Table partitioning recommendations
YDB tables are sorted by primary key in ascending order. Tables are partitioned by splitting the range of key values into consecutive non-overlapping ranges called partitions.
Thanks to partitioning, table data can be distributed across multiple storage devices and the load from operations on a table can use more processor cores and network bandwidth. However, too many partitions in a table may add overhead on RAM and CPU time usage. So optimal partitioning directly affects the efficiency of query execution. To achieve optimal partitioning, YDB provides tools for the initial partitioning of a table when creating it as well as methods for subsequent automatic partitioning.
When creating a table, you can set the initial partitioning in one of two ways:
- Set up even partitioning by the first column of the primary key if this column is UInt32 or UInt64. In this case, you need to explicitly specify the number of partitions.
- Set the exact partitioning keys that determine the number and boundaries of the original partitions.
YDB supports two methods for automatic table partitioning:
- By data size.
- By load on a datashard (a system component that serves a table partition).
Automatic partitioning modes can be enabled separately or together.

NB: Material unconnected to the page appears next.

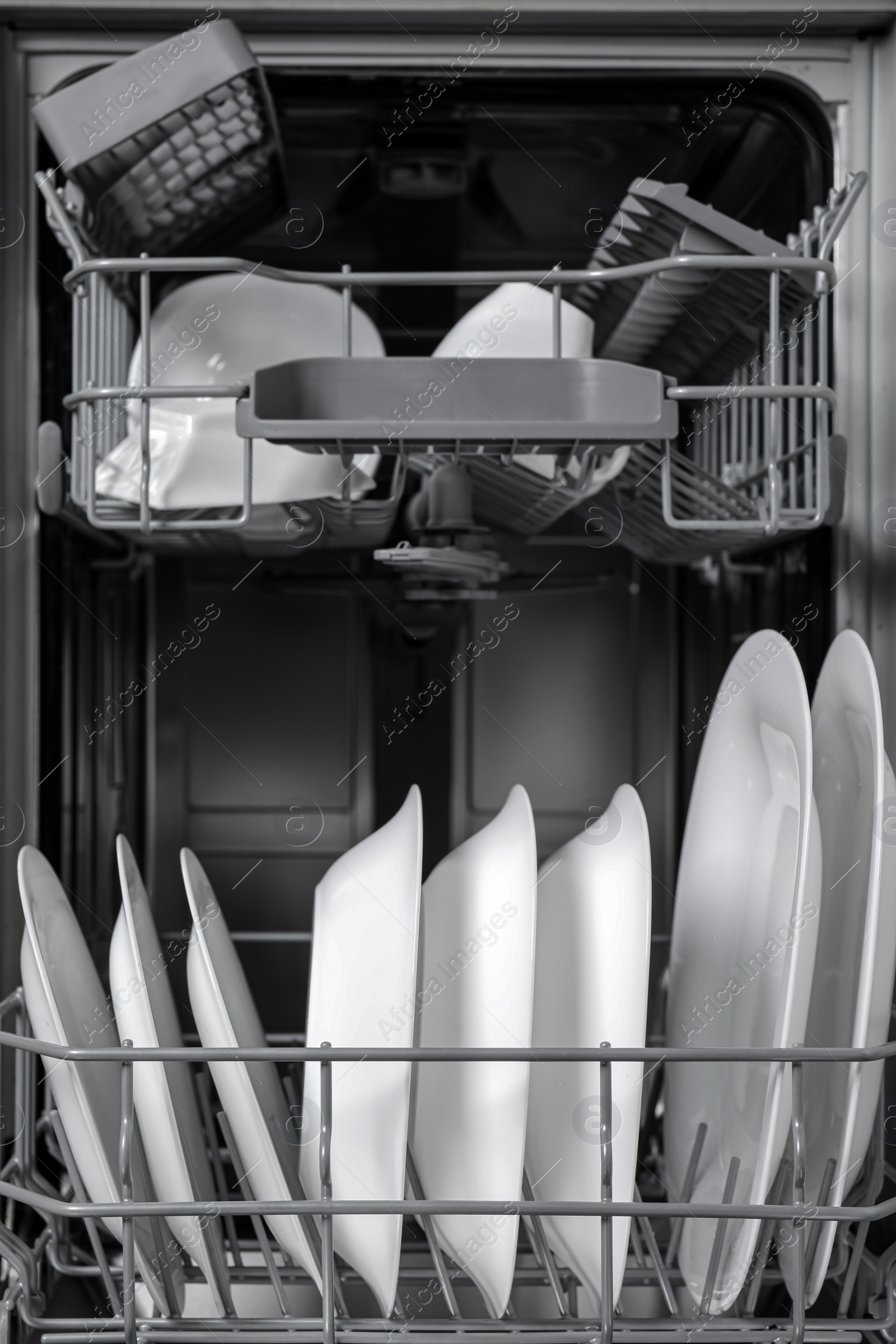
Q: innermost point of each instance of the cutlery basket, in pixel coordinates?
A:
(167, 146)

Both modes can split one partition into two and merge several partitions into one. Splitting or merging is limited by the
MAX_PARTITIONS table settings. When splitting a partition, its key range is divided into two new ranges, while data from these ranges forms new partitions. A merge can be done for several neighboring ranges, while data from several partitions is logically merged into a single partition.
Automatic partitioning by size is parameterized by the value of the partition size setting. When that value is reach, the partition is split. The default value is 2 GB. A key for splitting is selected based on the histogram of data size distribution across partitions by key sub-ranges. If the total data size in adjacent partitions becomes less than half of the setting size, these partitions are merged.
Automatic partitioning by load is triggered based on CPU usage by the datashard serving the partition. All datashards monitor their CPU usage. If a high (>50%) level of usage is detected at some point in time, the partition is split. A key is selected using statistics on accessing the keys of a datashard's own partition.